Oil companies pad bills with “inflated and ineligible” costs
International organization Publish What You Pay (PWYP), has cautioned that countries should audit all bills submitted by oil companies. The entity’s call in this regard is based on its years of research which shows that “inflated and ineligible” costs are often part of an oil company’s bill more than 87 percent of the times.

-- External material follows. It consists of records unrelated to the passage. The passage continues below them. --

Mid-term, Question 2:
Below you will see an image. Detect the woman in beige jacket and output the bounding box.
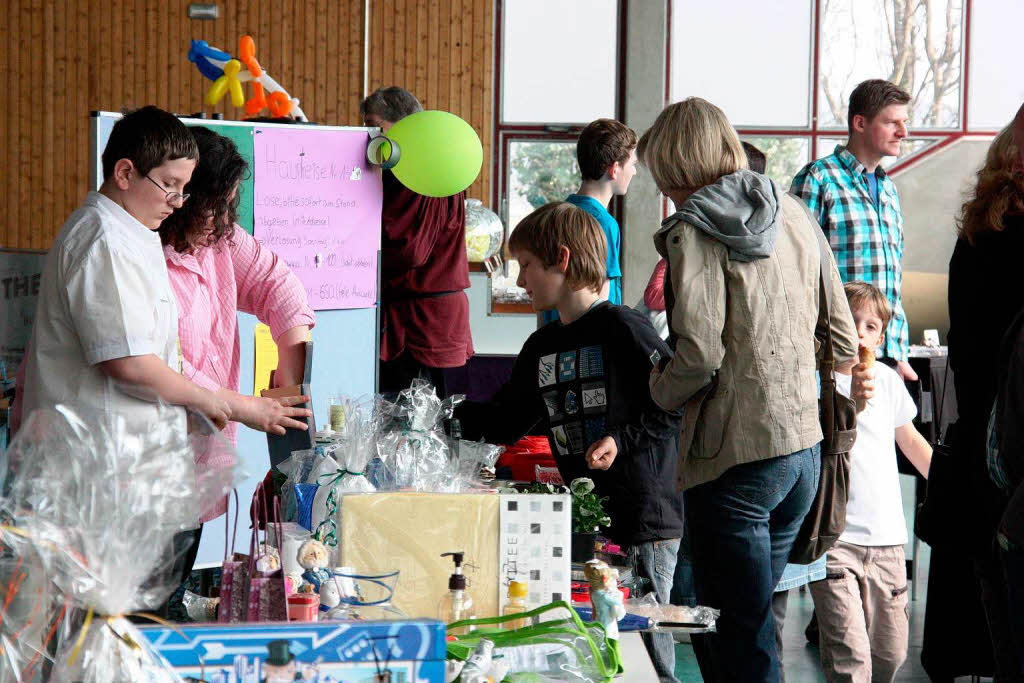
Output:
[637,97,857,683]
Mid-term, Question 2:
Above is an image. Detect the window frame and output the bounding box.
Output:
[492,0,626,315]
[665,0,998,179]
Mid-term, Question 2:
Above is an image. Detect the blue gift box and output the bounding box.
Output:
[140,620,445,683]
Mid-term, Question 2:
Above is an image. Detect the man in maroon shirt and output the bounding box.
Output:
[359,86,473,396]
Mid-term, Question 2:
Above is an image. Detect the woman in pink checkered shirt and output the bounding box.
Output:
[160,127,315,521]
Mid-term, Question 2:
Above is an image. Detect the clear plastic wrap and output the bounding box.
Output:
[624,593,721,633]
[0,405,245,682]
[377,379,463,492]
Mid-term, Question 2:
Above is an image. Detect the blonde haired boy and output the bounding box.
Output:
[810,282,932,683]
[456,202,683,682]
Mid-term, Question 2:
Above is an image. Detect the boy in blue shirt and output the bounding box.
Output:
[543,119,637,323]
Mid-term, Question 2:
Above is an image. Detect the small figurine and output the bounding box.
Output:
[296,539,331,593]
[256,543,281,573]
[583,560,626,640]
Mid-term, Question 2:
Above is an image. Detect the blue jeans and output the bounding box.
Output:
[684,445,821,683]
[999,548,1024,674]
[626,539,679,683]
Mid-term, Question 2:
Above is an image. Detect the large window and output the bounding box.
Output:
[492,0,622,312]
[669,0,995,186]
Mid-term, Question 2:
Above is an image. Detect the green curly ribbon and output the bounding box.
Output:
[313,470,365,548]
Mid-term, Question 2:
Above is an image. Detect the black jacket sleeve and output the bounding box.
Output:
[608,309,683,457]
[455,340,543,444]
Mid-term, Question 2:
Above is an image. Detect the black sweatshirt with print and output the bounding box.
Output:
[456,301,683,546]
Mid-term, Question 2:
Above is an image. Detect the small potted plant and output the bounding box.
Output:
[569,477,611,562]
[512,477,611,562]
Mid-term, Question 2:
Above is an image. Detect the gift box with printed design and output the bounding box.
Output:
[337,492,571,617]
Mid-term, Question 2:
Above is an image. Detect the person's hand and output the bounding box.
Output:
[896,360,918,382]
[234,396,312,436]
[850,362,874,413]
[586,436,618,470]
[191,387,231,429]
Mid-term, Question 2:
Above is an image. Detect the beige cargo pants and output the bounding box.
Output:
[810,541,910,683]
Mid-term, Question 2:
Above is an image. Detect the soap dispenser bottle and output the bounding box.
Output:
[437,551,474,635]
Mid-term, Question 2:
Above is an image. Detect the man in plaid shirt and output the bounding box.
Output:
[792,79,918,380]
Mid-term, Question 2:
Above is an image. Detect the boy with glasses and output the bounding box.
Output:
[20,106,229,440]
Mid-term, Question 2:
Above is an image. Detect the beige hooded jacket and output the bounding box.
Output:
[650,170,858,489]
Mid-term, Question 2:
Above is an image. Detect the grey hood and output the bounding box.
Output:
[666,169,782,261]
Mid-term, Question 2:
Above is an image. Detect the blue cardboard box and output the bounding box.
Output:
[140,620,445,683]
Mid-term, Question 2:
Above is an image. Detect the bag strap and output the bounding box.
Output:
[224,488,239,562]
[793,195,854,455]
[935,356,950,445]
[249,481,269,573]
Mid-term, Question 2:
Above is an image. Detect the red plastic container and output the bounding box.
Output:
[496,436,556,481]
[288,593,319,622]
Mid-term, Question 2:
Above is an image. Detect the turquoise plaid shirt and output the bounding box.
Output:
[791,144,909,360]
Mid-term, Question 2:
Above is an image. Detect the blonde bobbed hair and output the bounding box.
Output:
[637,97,748,193]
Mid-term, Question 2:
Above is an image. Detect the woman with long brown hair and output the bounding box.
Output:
[922,127,1024,681]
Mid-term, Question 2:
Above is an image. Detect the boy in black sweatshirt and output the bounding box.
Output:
[456,203,683,681]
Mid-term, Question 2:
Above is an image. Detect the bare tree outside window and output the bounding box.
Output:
[818,0,964,128]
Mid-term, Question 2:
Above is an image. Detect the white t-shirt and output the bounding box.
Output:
[24,191,185,434]
[836,362,918,546]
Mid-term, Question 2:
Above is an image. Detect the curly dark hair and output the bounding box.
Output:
[160,126,249,253]
[956,126,1024,245]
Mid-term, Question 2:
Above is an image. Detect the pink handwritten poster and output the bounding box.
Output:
[253,127,383,310]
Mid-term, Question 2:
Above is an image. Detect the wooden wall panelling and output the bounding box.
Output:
[368,0,494,203]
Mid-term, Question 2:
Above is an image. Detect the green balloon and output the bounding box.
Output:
[387,111,483,197]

Publish What You Pay is the world’s leading coalition of civil society organizations united in the call for a more transparent and accountable extractive sector. With more than 800 members, a global secretariat and 40 national coalitions that span the globe, PWYP has committed to working together to ensure that citizens have a say over whether their resources are extracted, how they are extracted and how their revenues are spent. The Canadabased organization noted in its latest report that inflating project costs reduces government revenue because it lowers net income upon which profit-based taxes are assessed. It stated that in some cases, costs claimed are simply ineligible. In extreme cases, which have occurred hundreds of times, false invoices are filed even when no work was actually done. The international organization said that Chile for example, was a major victim of false invoices by companies in the extractive sector. Publish What You Pay also noted that more commonly, claims are made for costs that should be excluded, but are often not caught by the relevant authorities. It said that case study evidence demonstrates that this includes companies seeking to claim expenses that: were incurred prior to the signing of the contract; were for the personal interests of expatriate employees and families; involved duplicate invoices for goods or services that have already been expensed; and which are clearly ineligible, such as costs related to mergers and acquisitions, or transfers in participating interests. The report said that oil companies have thoroughly abused Indonesia in this regard which led to that nation ultimately abandoning the use of Production Sharing Agreements and provisions for cost recovery.